Many decades ago, when I was in high school, I had a calendar hanging in my room that was filled with brightly colored illustrations and short little quips and quotations. One I remember to this day was in the form of a question: Do you know the secret to a long life? The answer, cleverly printed upside down at the bottom of the calendar page was: Keep breathing!
But of course. That’s all there is to it! Not! Sure, breathing is essential for the functioning of this contraption we inhabit called a body (which Barbara Brown Taylor tags as “marvelous luggage” in her book An Altar in the World). But the continued process of taking in snatches of air and expelling its rapidly altered remnant, miraculous as that is, is only part of what keeps us alive.
I recently had the great honor of holding in my hands and beholding with my eyes a small memoir created by a veteran of the Viet Nam war. The pictures were unnerving, unsettling really, because they were actual photographs of a piece of dark history in my life I had previously only imagined. Other than a very faint memory of seeing my older cousin freshly discharged from his service in Viet Nam, sitting at our grandparents’ kitchen table on which his mangled and medically repaired left hand lay, my impressions of war were fueled by watching episodes of Mash and viewing several cinematic depictions such as Platoon and Saving Private Ryan. The images were one thing, the words quite another.

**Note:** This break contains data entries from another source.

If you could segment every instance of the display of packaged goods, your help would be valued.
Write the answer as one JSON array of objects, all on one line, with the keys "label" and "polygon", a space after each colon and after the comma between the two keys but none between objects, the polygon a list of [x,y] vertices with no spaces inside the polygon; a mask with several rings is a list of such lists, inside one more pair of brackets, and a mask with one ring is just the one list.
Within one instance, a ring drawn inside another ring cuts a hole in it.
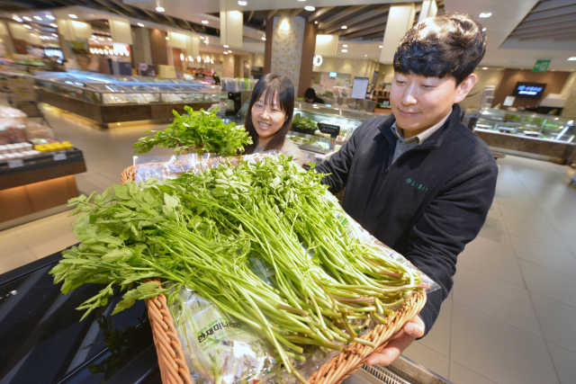
[{"label": "display of packaged goods", "polygon": [[218,103],[227,98],[219,85],[197,80],[113,76],[82,71],[35,74],[37,85],[54,94],[95,104]]}]

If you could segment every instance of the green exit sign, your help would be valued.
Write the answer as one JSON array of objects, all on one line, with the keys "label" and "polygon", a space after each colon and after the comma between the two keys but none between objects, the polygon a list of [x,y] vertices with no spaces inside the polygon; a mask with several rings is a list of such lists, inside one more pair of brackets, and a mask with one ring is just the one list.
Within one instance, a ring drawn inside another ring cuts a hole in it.
[{"label": "green exit sign", "polygon": [[551,60],[536,60],[532,72],[546,72]]}]

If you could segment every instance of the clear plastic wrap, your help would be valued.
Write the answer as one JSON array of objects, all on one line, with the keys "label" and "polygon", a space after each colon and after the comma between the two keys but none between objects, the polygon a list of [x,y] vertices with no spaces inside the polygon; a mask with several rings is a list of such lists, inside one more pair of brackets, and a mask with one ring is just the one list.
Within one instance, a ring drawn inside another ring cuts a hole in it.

This veteran’s descriptions of what he experienced, how he felt, and who kept him going during his weeks of service were agonizing to read and impossible to forget. This young soldier was significantly wounded, nearly losing a leg and suffering shrapnel in his skull that spun his left eyeball in its socket. Survival dangled from a tenuous thread in that place and time. Perhaps an ingredient in being able to hang around on the planet for a while is avoiding spending time in a warzone.

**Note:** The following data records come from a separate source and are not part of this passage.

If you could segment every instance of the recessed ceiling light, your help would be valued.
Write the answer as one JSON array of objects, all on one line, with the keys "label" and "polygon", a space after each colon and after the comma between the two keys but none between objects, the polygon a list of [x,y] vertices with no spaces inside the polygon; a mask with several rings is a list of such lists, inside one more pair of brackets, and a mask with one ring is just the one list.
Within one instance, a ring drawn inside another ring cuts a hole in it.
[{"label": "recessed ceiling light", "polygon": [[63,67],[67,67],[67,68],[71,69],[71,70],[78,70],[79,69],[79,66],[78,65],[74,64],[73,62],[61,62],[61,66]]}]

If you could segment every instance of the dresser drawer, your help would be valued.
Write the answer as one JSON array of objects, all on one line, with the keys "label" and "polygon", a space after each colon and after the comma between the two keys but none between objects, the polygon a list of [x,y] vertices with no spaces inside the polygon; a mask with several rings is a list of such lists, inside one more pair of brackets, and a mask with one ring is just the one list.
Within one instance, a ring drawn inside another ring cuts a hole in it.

The secret to a long life concisely is surviving minute by minute from one day to the next, whatever it takes. Our safety is never to be assumed. Neither is our health - physical, financial, emotional, mental - to be taken for granted. Sure, there are risks in getting out of bed and moving about each day among others of our kind. But there are also great rewards. So, look around your life for those who are acing Survival 101 and express your gratitude and learn from them. Keep breathing and take some small risks for some big reasons. Like love.